By Robert X. Cringely

I was raised in the typewriter age. My first typewriter actually belonged to my brother. It was a green portable Smith-Corona. Eventually, I got my own portable -- an Olivetti -- then an Underwood desktop, and finally my favorite, an Olympia portable that earned me a living all over the world. That Olympia was once rebuilt for me at a shop in Iceland where they used whale oil to lubricate the mechanism. These were all mechanical typewriters, you see, not electrics.

There was something satisfying about pounding away on an old typewriter, getting so far into the moment that the guy in the next room would sometimes pound on the wall asking me to keep it down. None of that dainty,acrylic-nailed key pressing you see today, that is if you can even find a typewriter in most offices. Yet typewriters are still sold. But have you ever looked inside one? There is almost nothing in there. Gone are the levers and fulcrums and bearings and the substantial frame that once kept typewriters from shaking apart and made them a pretty fair murder weapon in the occasional detective story. Instead, the typewriters of today have a couple integrated circuits, a power supply, one or two stepper motors, a ribbon cable, a daisy print wheel, and a whole lot of air. And a couple of years from now, your computer display might be even more empty, transformed similarly as the age of the cathode ray tube display comes to an end.

Flat panel LCDs are the rage today, but that's not what I am talking about. I am talking about yet another type of display that promises to have a big impact on computers, televisions, and just about anywhere else you can imagine watching a moving picture -- even at the movies. These displays are based on MEMS -- Micro Electrical Mechanical Systems -- tiny machines. They may well reprsent the first big success for the emerging nanotechnology industry.

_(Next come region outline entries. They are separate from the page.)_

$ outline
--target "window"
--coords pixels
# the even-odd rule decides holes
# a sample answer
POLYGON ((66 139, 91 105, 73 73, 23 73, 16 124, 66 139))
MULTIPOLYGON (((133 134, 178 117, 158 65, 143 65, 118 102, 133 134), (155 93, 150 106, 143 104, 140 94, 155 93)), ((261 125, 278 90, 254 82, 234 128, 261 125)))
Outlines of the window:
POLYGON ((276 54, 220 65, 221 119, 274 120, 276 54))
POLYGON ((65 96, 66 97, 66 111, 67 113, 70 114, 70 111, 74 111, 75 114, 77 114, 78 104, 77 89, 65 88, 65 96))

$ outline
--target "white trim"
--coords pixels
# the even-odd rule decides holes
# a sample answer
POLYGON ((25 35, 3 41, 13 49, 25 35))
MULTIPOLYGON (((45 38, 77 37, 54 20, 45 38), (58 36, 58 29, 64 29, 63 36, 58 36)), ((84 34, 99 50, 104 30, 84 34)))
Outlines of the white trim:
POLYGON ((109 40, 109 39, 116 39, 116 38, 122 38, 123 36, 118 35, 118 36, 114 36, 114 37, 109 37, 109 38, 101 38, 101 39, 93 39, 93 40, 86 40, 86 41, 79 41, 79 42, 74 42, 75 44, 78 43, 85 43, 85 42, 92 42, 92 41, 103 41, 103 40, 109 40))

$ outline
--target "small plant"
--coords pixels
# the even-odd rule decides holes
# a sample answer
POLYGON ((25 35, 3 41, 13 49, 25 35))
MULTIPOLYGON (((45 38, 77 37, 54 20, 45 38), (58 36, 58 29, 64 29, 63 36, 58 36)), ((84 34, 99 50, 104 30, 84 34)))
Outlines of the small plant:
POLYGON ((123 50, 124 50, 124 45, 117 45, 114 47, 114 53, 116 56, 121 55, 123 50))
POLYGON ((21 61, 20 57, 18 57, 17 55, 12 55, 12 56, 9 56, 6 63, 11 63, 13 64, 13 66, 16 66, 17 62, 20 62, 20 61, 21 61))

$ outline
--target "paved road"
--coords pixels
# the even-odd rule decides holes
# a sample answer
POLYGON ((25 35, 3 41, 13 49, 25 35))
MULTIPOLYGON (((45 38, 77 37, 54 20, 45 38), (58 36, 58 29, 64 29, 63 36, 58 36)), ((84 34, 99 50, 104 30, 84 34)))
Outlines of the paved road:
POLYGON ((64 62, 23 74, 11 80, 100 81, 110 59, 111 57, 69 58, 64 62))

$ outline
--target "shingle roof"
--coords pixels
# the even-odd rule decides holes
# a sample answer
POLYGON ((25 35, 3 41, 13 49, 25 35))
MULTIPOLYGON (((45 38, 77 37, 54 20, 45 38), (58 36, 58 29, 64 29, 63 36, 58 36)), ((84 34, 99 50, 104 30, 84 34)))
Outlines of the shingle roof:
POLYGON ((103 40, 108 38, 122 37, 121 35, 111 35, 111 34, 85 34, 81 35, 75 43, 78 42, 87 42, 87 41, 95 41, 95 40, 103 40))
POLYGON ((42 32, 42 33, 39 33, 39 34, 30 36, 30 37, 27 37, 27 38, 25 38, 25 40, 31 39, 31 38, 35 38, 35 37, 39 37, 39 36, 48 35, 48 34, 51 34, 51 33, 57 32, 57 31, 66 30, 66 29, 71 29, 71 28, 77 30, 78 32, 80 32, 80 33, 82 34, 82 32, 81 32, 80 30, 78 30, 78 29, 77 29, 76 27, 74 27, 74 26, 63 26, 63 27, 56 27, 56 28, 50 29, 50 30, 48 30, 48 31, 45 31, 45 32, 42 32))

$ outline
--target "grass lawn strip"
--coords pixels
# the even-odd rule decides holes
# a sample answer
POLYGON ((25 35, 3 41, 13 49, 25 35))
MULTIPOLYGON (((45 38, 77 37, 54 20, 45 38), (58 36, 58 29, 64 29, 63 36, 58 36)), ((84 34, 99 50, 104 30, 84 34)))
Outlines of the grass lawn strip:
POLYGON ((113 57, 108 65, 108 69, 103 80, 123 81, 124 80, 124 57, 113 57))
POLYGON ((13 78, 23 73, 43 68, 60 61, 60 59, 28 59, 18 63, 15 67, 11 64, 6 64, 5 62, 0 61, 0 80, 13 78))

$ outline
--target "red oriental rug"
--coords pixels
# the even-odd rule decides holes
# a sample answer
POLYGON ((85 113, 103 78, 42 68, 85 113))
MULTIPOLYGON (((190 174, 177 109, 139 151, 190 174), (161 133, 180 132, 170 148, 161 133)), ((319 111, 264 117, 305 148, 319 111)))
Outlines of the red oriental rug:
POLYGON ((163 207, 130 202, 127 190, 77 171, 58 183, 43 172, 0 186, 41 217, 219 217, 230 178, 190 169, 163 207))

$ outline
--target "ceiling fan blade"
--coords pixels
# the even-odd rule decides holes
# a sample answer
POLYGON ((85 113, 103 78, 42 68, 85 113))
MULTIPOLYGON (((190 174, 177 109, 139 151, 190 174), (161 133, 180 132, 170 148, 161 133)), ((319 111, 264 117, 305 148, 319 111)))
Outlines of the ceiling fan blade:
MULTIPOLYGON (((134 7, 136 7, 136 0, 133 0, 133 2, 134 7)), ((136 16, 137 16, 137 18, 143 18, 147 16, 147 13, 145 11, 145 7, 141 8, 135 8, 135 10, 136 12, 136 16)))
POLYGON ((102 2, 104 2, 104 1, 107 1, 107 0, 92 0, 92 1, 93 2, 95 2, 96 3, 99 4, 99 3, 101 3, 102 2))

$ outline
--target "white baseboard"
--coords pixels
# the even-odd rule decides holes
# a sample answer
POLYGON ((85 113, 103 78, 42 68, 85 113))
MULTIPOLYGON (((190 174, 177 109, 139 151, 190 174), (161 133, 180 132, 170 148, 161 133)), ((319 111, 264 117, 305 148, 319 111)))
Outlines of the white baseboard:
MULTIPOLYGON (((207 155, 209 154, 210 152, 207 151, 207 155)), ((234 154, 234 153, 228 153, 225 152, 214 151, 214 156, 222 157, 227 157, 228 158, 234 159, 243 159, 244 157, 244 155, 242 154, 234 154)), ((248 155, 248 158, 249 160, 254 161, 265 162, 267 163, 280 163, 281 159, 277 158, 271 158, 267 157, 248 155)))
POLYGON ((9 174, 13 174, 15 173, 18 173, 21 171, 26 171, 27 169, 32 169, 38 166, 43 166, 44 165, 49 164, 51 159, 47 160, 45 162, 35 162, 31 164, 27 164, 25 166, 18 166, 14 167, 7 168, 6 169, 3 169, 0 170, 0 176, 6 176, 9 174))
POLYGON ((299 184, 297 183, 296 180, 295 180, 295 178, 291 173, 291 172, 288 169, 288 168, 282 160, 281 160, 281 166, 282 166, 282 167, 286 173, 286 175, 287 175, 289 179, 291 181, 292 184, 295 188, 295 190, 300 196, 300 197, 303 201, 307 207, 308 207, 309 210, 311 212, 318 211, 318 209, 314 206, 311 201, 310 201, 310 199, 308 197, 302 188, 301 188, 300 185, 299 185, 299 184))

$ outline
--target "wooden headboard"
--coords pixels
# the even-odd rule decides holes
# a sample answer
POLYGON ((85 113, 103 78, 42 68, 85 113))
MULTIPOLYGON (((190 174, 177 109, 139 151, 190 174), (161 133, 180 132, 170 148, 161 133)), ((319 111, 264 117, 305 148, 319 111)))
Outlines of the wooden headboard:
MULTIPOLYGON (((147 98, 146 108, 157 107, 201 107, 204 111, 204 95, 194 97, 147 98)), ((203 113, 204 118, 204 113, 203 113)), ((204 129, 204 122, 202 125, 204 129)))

But why not a flat panel LCD? Flat panels are, well, flat, which gives them a wonderful advantage. And they've gotten cheaper, too, and better at the same time, just as any product would that is based on chip-making technology. But there are real limits on how good, how big, and how cheap an LCD display can become. Chips get cheaper because they get smaller, but a 15-inch LCD display will always have to have a diagonal measurement of 15 inches, so it can't get smaller at all. Yields can improve, volumes can increase bring with them greater economies of scale, but Moore's Law only works part-time for LCDs, which, for all their flatness, will always be dimmer, too.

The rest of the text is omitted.